COMI: How to Consciously Overcome Mental Illness
by Nancy Lynne Harris, M.A.
URLink Print and Media, LLC
Book review by David Hennessee
“Mental illness is not something that happens to just a few people. It is a chronic worldwide problem that is caused because people do not know how to think correctly.”
Studies show that one in five Americans are afflicted with some form of mental illness during their lives, but two-thirds do not seek treatment due to feelings of shame. It is clear that effective treatments are needed, and author Harris, shaman and spiritual teacher, offers her thoughts on the problem of mental health. Her book outlines theories about the origins and causes of mental illness as well as coping and healing strategies for sufferers. Blending spiritual and positive thinking approaches, Harris affirms that all people contain the divine; however, in moments of pain, they can be invaded by evil spirits who create emotional suffering. Not metaphors, these spirits literally possess people and create symptoms. These malign invaders cause the negative thoughts that power mental illnesses. Therefore, drugs and diet changes will only temporarily soothe symptoms, not address the root causes of mental illness—invasive, enduring, and out-of-control destructive thought patterns.

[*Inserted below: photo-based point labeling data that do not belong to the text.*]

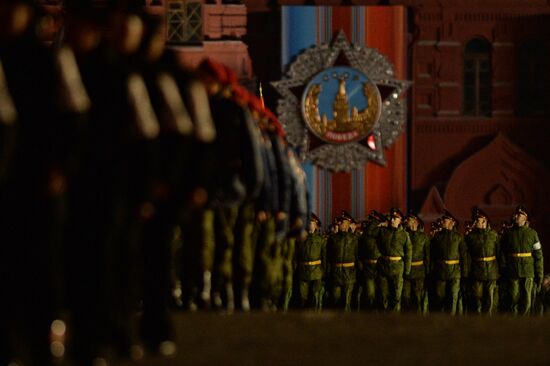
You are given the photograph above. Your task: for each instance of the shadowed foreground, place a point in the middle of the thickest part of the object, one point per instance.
(368, 339)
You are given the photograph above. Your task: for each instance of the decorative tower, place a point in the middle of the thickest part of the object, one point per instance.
(341, 107)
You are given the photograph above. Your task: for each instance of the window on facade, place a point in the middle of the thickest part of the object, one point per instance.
(184, 22)
(532, 82)
(477, 78)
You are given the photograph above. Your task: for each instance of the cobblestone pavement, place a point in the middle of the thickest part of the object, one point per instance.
(356, 339)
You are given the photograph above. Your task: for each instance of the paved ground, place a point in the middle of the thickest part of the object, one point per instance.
(357, 339)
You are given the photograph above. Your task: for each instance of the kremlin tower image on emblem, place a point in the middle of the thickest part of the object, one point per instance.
(353, 115)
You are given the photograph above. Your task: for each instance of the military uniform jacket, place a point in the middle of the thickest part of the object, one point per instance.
(394, 243)
(420, 253)
(342, 258)
(447, 247)
(313, 249)
(484, 252)
(368, 250)
(522, 253)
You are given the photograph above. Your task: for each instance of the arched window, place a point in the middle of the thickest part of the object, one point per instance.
(184, 22)
(532, 82)
(477, 78)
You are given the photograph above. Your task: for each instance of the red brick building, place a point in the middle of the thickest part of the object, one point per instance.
(478, 107)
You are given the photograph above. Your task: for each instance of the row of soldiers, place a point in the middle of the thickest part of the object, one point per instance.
(110, 152)
(388, 262)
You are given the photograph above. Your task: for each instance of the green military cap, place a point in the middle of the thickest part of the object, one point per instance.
(395, 212)
(448, 215)
(315, 219)
(415, 217)
(346, 216)
(521, 210)
(477, 213)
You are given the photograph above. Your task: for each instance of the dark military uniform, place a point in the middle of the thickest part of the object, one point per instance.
(484, 252)
(368, 273)
(394, 262)
(342, 250)
(32, 190)
(523, 263)
(311, 258)
(414, 293)
(449, 264)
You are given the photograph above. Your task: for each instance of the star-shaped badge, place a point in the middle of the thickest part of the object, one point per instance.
(341, 105)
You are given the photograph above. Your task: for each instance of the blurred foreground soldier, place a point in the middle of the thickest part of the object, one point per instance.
(311, 258)
(32, 185)
(523, 262)
(111, 181)
(394, 262)
(169, 190)
(368, 257)
(245, 245)
(449, 263)
(484, 251)
(342, 257)
(414, 291)
(265, 228)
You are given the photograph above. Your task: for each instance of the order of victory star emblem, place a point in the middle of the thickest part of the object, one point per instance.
(341, 105)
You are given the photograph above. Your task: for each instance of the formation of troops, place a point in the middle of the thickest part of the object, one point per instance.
(130, 185)
(388, 262)
(122, 173)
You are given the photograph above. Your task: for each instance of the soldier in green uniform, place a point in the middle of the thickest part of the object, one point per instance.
(342, 259)
(414, 293)
(368, 257)
(484, 250)
(522, 260)
(311, 258)
(449, 263)
(394, 262)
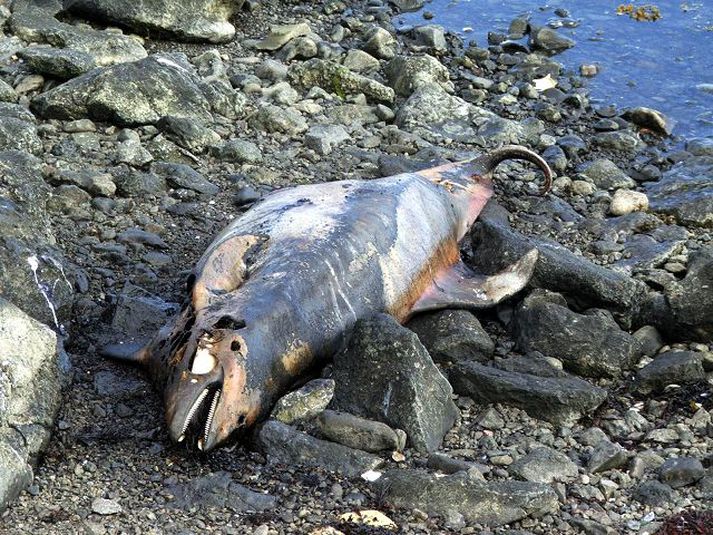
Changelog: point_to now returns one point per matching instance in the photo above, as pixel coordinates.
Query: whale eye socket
(203, 362)
(226, 322)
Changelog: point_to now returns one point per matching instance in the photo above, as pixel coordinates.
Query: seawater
(666, 64)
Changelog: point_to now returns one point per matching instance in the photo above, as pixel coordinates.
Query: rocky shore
(583, 405)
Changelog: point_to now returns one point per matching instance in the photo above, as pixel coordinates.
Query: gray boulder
(324, 138)
(431, 112)
(33, 273)
(549, 40)
(386, 374)
(685, 192)
(606, 175)
(286, 446)
(584, 284)
(672, 367)
(453, 335)
(19, 134)
(544, 465)
(690, 300)
(35, 22)
(274, 119)
(490, 503)
(557, 398)
(32, 372)
(681, 471)
(607, 455)
(304, 403)
(187, 20)
(338, 79)
(63, 63)
(592, 345)
(162, 85)
(360, 433)
(407, 73)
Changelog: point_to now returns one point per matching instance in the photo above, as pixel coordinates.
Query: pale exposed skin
(279, 289)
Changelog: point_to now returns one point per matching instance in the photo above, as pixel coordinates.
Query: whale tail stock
(485, 165)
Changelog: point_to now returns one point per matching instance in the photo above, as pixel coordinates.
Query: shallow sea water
(666, 64)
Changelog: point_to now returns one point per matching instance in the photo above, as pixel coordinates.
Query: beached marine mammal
(281, 286)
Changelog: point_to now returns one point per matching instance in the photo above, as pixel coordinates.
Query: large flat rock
(187, 20)
(32, 372)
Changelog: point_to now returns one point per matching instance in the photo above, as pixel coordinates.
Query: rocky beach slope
(130, 136)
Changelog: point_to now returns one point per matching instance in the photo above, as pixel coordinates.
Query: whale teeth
(211, 414)
(193, 409)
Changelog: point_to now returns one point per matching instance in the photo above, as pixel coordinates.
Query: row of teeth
(191, 412)
(209, 419)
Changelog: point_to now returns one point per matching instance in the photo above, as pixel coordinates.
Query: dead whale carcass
(280, 287)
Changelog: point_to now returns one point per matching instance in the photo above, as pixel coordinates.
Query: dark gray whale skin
(280, 288)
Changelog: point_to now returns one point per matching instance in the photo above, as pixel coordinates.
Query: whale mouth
(199, 419)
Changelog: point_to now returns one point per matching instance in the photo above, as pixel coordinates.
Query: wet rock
(626, 201)
(690, 299)
(241, 151)
(681, 471)
(430, 36)
(360, 61)
(672, 367)
(32, 372)
(324, 138)
(654, 494)
(62, 63)
(338, 79)
(36, 22)
(583, 283)
(274, 119)
(408, 5)
(218, 490)
(387, 375)
(271, 70)
(280, 35)
(650, 119)
(132, 153)
(557, 398)
(304, 403)
(453, 335)
(193, 20)
(139, 314)
(490, 503)
(407, 73)
(360, 433)
(544, 465)
(17, 134)
(606, 175)
(130, 182)
(450, 465)
(555, 156)
(605, 456)
(431, 112)
(286, 446)
(618, 141)
(188, 133)
(181, 175)
(381, 44)
(650, 339)
(163, 85)
(34, 275)
(685, 192)
(549, 40)
(592, 345)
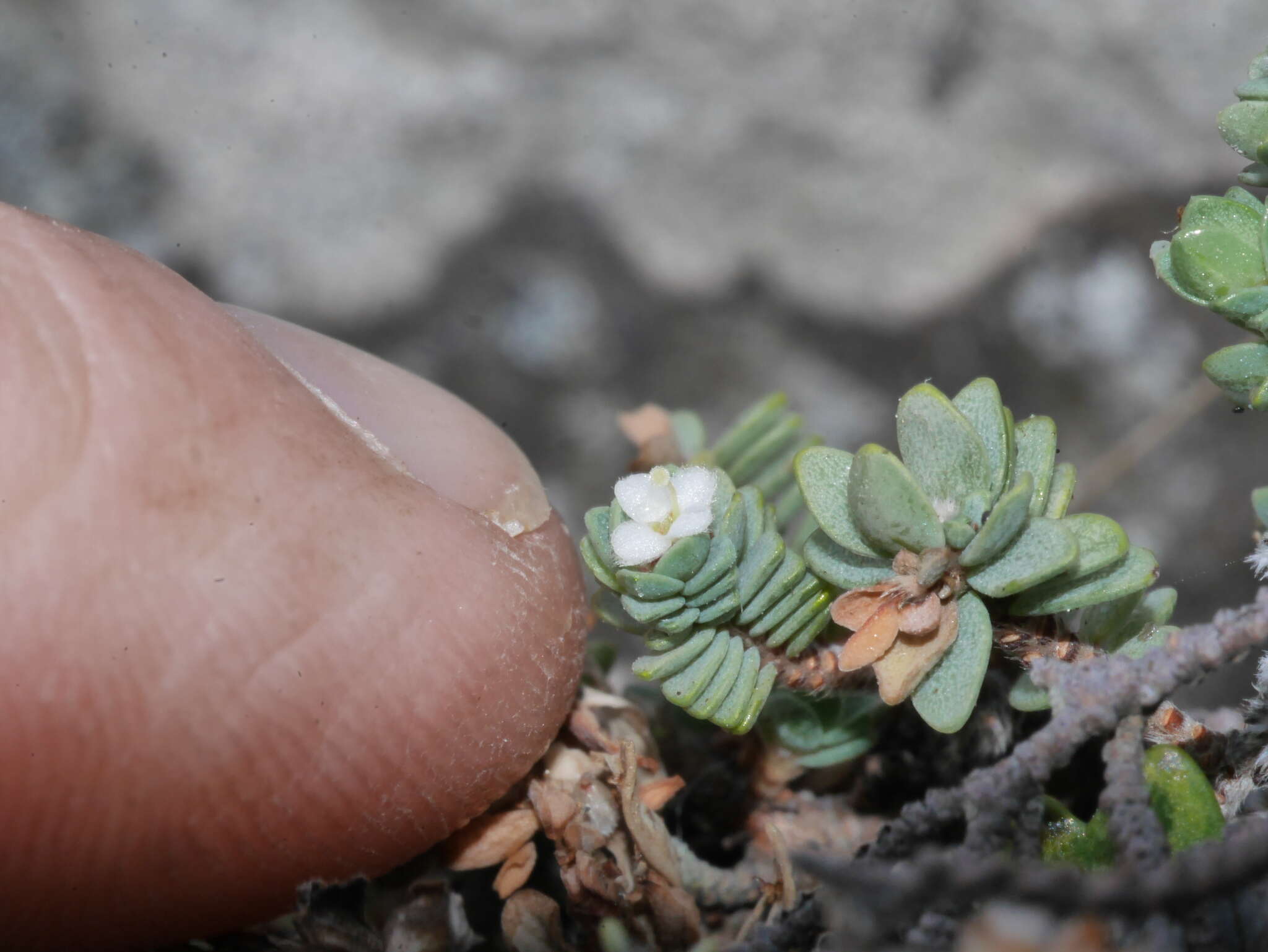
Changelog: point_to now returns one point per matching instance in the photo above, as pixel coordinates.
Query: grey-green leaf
(1132, 573)
(823, 474)
(1238, 371)
(648, 585)
(1149, 614)
(1028, 696)
(685, 557)
(1036, 454)
(1002, 525)
(888, 505)
(841, 567)
(1043, 550)
(1147, 641)
(1061, 491)
(940, 446)
(1101, 543)
(1160, 254)
(946, 696)
(982, 406)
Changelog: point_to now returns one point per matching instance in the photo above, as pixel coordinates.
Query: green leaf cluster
(1130, 625)
(826, 730)
(1179, 794)
(1244, 124)
(1219, 255)
(740, 573)
(1219, 259)
(987, 488)
(756, 451)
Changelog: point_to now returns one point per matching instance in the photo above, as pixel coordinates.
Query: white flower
(662, 509)
(1258, 561)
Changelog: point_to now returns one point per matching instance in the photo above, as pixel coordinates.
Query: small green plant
(923, 557)
(1219, 255)
(1179, 795)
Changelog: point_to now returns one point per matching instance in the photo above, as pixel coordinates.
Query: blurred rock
(323, 156)
(563, 209)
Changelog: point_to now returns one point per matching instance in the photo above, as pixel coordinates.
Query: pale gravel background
(567, 207)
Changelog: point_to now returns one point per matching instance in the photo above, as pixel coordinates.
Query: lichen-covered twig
(1205, 871)
(1088, 700)
(797, 931)
(1138, 834)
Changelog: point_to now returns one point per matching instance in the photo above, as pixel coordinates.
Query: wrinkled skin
(245, 644)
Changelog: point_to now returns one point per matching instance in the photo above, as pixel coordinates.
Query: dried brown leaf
(921, 618)
(490, 839)
(870, 642)
(646, 828)
(853, 609)
(912, 658)
(515, 870)
(532, 923)
(658, 792)
(555, 804)
(651, 429)
(675, 915)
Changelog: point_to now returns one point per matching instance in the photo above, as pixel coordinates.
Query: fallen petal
(642, 498)
(658, 792)
(635, 544)
(872, 641)
(490, 839)
(515, 870)
(853, 609)
(695, 487)
(913, 657)
(921, 618)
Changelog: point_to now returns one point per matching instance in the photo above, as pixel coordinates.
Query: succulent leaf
(749, 428)
(1160, 254)
(841, 567)
(1138, 569)
(888, 505)
(1101, 542)
(823, 474)
(648, 585)
(685, 558)
(1036, 453)
(689, 433)
(1244, 126)
(1068, 839)
(822, 730)
(1043, 550)
(1182, 798)
(1218, 249)
(940, 446)
(911, 658)
(1061, 491)
(1259, 504)
(1002, 526)
(1147, 641)
(1028, 696)
(982, 406)
(946, 696)
(1240, 372)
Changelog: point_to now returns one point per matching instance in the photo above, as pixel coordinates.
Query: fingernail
(425, 430)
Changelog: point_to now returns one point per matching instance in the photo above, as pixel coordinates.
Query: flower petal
(922, 617)
(633, 543)
(693, 522)
(853, 609)
(643, 500)
(872, 641)
(913, 657)
(695, 487)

This book makes a helpful distinction between transient negative thoughts and older, more entrenched thought patterns, which Harris labels “deep rolling thoughts.” Another concrete, promising strategy offered to combat negativity and foster mental health is the use of positive affirmations. Harris suggests taking control of damaging thoughts with mantras such as “I dissolve the need for self-destruction. I dissolve the need for self-persecution.” Readers not invested in a spiritual mindset may find the book’s attribution of mental illness to demonic beings hard to swallow. Additionally, those who believe the findings of science (that mental illnesses are often caused by chemical imbalances in the brain over which the patient has little if any control) may find the book’s treatment of this topic dismissive. However, in its insistence on the power of thought, the author’s book does present a strong case for the possibility of proactive, powerful self-healing.